In 1877, the American Bell Telephone Company, named after Alexander Graham Bell, opened the first telephone exchange in New Haven, Connecticut. Within a few years local exchange companies were established in every major city in the United States. Use of the Bell System name initially referred to those early telephone franchises and eventually comprised all telephone companies owned by American Telephone & Telegraph, referred to internally as Bell Operating Companies, or "BOCs".
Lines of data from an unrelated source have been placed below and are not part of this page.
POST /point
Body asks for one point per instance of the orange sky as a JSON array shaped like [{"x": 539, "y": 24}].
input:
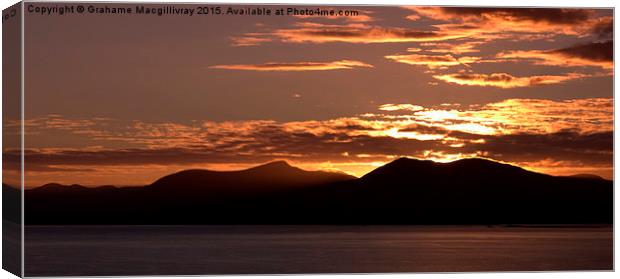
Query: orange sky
[{"x": 148, "y": 96}]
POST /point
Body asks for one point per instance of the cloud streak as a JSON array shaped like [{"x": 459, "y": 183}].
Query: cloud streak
[
  {"x": 595, "y": 54},
  {"x": 504, "y": 80},
  {"x": 296, "y": 66},
  {"x": 520, "y": 131}
]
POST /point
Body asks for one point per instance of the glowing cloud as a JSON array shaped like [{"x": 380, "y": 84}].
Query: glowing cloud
[
  {"x": 296, "y": 66},
  {"x": 432, "y": 61},
  {"x": 585, "y": 55},
  {"x": 504, "y": 80},
  {"x": 395, "y": 107}
]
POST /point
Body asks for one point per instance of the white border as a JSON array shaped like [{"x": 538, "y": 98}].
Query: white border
[{"x": 529, "y": 3}]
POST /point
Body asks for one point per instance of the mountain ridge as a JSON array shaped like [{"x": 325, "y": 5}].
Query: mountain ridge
[{"x": 404, "y": 191}]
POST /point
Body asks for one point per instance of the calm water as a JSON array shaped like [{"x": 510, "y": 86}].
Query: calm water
[{"x": 150, "y": 250}]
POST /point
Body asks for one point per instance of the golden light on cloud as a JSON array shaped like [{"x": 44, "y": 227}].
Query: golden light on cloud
[
  {"x": 352, "y": 144},
  {"x": 296, "y": 66},
  {"x": 310, "y": 32},
  {"x": 395, "y": 107},
  {"x": 433, "y": 61},
  {"x": 504, "y": 80},
  {"x": 487, "y": 21},
  {"x": 588, "y": 55}
]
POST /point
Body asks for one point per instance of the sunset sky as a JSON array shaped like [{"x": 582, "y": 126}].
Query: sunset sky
[{"x": 126, "y": 99}]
In 1899, American Telephone & Telegraph (AT&T) acquired the assets of its parent, the American Bell Telephone Company. Originally American Bell had created AT&T to provide long distance calls between New York and Chicago and beyond. AT&T became the parent of American Bell, and thus the head of the Bell System, because regulatory and tax rules were leaner in New York than in Boston, where American Bell was headquartered. Later, the Bell System and its moniker "Ma Bell" became a term that referred generally to all AT&T companies of which there were four major divisions:
In 1913, under AT&T ownership, the Bell System became a government sanctioned monopoly following a government anti-trust suit and the Kingsbury Commitment. After 1934, AT&T was regulated by the Federal Communication Commission (FCC). Proliferation of the telephone allowed the company to become the largest corporation in the world until its dismantling by the United States Department of Justice in 1984, at which time the Bell System ceased to exist.
Receiving a U.S. patent for the invention of the telephone on March 7, 1876, Alexander Graham Bell formed the Bell Telephone Company in 1877, which in 1885 became AT&T When Bell's original patent expired 15 years later in 1894, the telephone market opened to competition and 6,000 new telephone carriers started while the Bell Telephone company took a significant financial downturn.
On April 30, 1907, Theodore Newton Vail returned as President of AT&T. Vail believed in the superiority of one phone system and AT&T adopted the slogan "One Policy, One System, Universal Service." This would be the company's philosophy for the next 70 years.
Under Vail, AT&T began buying up many of the smaller telephone companies including Western Union telegraph. Anxious to avoid action from government antitrust suits, AT&T and the federal government entered into an agreement known as the Kingsbury Commitment.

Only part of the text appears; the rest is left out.